From Physician to Market Creator: The Unconventional Growth Story Behind a Healthcare Analytics Company
63 minutes. That's how long the average American spends with healthcare providers annually. The other 525,537 minutes? They're a black box of critical health determinants that most healthcare organizations can't see or measure. This data gap sparked Trenor Williams to build Socially Determined, a healthcare analytics company that's achieved 70% year-over-year contracted ARR growth in 2023, even as major health plans conducted significant layoffs.
In a recent episode of Category Visionaries, Trenor shared how he's building a new market category in healthcare analytics, navigating brutal 15-month sales cycles, and transitioning from founder-led sales to scale.
The journey began with a contrarian bet: social determinants would move from the nonprofit sphere into core business operations. "It was really seen as not part of the business. It was part of what the foundation did," Trenor explains. "It was not integrated into the business operations and strategic decision making of systems or plans or life science or employers."
Creating a new market category meant embracing the grind. "It is a back alley brawl every single time," Trenor says of their sales process. "And it is not, especially in this space where you're building a new market, for the faint of heart." The average sales cycle stretches 12-15 months, further extended by the pandemic's impact on healthcare decision-making.
The breakthrough came from letting customers tell the story. One of their longest-term health plan clients expanded from 160,000 members and one team to 3.2 million members across 14 different teams. "In healthcare, most people are risk averse, most people don't want to go first," Trenor notes. "Hearing and seeing what their peers who look like them, act like them, have businesses like them are doing, has probably been the biggest thing that turned the opportunity for us."
Scaling beyond founder-led sales proved challenging. "You're going to make mistakes," Trenor admits about hiring salespeople. The key was investing in processes and materials to support non-founder sales teams: "Because this is all I think about. It's all I've been doing, like two years before I started the company. We're seven years into this. There's nobody that's going to be able to tell the story in the same way."
For market education, they maintain an aggressive conference presence - 32 events this year alone. But they've gotten strategic about it. "We know that some of them are purely just about eminence and being there," Trenor explains. "We know that some of them are going to be about building our partner ecosystem... And then there are others that we are really explicit, like what do we do ahead of time meetings to set up driving to very specific, targeted leads."

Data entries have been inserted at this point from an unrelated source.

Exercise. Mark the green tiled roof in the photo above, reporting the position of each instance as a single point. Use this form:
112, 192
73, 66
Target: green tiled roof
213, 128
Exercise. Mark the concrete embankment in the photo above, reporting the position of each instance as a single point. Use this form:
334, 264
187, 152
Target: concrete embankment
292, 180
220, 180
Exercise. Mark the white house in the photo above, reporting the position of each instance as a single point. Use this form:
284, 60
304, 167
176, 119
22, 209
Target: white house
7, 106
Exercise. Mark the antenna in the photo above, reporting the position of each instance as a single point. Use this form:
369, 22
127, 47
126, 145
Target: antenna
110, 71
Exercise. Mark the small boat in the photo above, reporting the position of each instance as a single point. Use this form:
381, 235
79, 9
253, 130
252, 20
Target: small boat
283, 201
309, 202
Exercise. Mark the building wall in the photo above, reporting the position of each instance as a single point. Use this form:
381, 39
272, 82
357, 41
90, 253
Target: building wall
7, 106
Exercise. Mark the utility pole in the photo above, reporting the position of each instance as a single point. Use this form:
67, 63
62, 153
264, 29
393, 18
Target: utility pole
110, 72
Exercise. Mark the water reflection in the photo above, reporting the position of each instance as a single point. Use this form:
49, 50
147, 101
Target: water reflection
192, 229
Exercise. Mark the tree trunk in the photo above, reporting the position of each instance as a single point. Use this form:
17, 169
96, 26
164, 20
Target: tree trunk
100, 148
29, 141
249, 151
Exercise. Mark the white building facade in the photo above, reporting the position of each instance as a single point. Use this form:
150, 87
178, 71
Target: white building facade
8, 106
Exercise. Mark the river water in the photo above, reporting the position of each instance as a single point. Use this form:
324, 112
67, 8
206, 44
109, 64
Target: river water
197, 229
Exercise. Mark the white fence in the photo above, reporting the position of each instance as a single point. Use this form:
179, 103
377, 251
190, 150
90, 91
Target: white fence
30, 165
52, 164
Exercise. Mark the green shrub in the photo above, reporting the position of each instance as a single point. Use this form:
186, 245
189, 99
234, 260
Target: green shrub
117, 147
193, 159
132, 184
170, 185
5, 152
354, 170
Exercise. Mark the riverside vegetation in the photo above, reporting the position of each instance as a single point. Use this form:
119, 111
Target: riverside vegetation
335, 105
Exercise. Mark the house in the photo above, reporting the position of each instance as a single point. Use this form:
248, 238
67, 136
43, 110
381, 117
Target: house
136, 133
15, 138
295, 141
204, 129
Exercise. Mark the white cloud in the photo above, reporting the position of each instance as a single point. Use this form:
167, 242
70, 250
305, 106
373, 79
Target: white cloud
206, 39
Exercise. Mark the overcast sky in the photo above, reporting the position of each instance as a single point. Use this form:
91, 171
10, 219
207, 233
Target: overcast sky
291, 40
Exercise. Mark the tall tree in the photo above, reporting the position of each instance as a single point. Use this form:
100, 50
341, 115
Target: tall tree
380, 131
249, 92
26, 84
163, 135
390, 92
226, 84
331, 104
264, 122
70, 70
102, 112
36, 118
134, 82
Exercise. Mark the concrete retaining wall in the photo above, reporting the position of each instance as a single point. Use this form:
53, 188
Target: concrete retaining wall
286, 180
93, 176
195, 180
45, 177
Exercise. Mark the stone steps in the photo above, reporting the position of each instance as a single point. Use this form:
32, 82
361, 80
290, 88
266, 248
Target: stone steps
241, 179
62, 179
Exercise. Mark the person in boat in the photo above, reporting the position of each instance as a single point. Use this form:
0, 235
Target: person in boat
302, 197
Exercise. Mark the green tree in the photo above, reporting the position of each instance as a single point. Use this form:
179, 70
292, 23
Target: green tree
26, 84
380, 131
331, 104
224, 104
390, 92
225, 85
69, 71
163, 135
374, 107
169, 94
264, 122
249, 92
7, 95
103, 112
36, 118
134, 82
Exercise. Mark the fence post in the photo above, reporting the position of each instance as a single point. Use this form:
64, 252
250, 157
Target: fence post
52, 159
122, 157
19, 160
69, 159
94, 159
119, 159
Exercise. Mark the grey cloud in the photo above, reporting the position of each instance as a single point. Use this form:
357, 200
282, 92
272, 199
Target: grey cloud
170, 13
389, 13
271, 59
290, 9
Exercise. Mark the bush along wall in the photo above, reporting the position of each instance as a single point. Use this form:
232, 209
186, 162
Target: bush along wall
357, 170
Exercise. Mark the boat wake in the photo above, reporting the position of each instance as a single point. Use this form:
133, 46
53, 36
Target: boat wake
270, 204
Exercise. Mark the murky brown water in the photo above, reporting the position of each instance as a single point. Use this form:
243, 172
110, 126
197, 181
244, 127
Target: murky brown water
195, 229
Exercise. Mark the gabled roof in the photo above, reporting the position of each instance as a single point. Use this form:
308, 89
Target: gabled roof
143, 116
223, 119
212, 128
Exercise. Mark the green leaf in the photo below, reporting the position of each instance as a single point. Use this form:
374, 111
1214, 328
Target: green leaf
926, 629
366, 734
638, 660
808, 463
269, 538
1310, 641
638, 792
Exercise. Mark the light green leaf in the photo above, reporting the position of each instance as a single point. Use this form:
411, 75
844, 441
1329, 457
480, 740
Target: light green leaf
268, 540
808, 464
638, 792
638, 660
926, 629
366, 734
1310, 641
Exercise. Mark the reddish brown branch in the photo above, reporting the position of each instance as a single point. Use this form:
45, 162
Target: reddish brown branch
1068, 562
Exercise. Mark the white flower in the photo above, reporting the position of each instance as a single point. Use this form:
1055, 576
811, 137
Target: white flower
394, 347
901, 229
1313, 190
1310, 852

Looking back, Trenor wishes they'd moved faster on customer adoption: "I would invest earlier in getting faster customer adoption, to try more things out at lower cost, just to test the market and worry less about any early revenue and more about established use cases and valued propositions as fast as we could."
The vision ahead is ambitious. "I see us as starting to acquire some of those different point solutions across the ecosystem," Trenor shares. Their unique position at the intersection of payers, providers, life sciences, and employers creates consolidation opportunities. As he notes, "A provider thinks of them as a patient and a health plan thinks of them as a member and a life science as a clinical trial practitioner, somebody who takes their drug and employer as an employee, it's the same people."
For founders building new market categories, Trenor's journey offers a crucial lesson: the market creation timeline often exceeds initial expectations. Success comes from building strong customer relationships, letting early adopters tell your story, and maintaining unwavering focus on the long-term vision while continuously adapting your go-to-market approach.